3. Het mag inmiddels duidelijk zijn: het zou een grote vergissing zijn de democratie als vanzelfsprekend te beschouwen. Wat vandaag is, wordt morgen kaltgestellt. Zelfs de democratie kan dit lot beschoren zijn. Het volstaat te verwijzen naar de VS, Hongarije, Brazilië, enzovoort. Vormen van extremisme en radicalisme maken opgeld, de traditionele politieke democratische partijen verliezen aanhang, de wil om een stem uit te brengen kalft af.

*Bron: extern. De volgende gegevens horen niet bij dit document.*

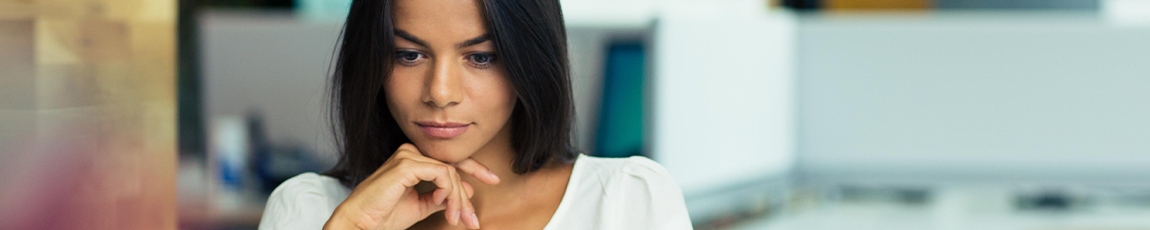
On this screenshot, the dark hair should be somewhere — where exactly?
[324,0,576,187]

Voor al wie de democratie als het hoogste goed ziet, is het alle hens aan dek om die democratie te stutten, opdat ze de tijdswende overleeft. Deze ambitie veronderstelt in de eerste plaats vertrouwen. Wantrouwen steunt op afstand, vertrouwen op betrokkenheid.
Het overeind houden van een evenwichtige democratie vergt steeds meer een evenwaardige samenwerking van het beleid en de burger, van de representatieve democratie – beleid – en de deliberatieve democratie – burgerparticipatie. Zo’n samenwerking gaat veel verder dan inspraak. Om maar iets te zeggen: Mol-Dessel en hun partnerschappen hadden in de samenwerking een vetorecht tot het einde van de rit. De ‘samen’ in de hier bedoelde samenwerking is geen windowdressing, maar een échte samenwerking die zodanig onderzocht en gecultiveerd wordt dat ze uiteindelijk het nieuwe normaal is.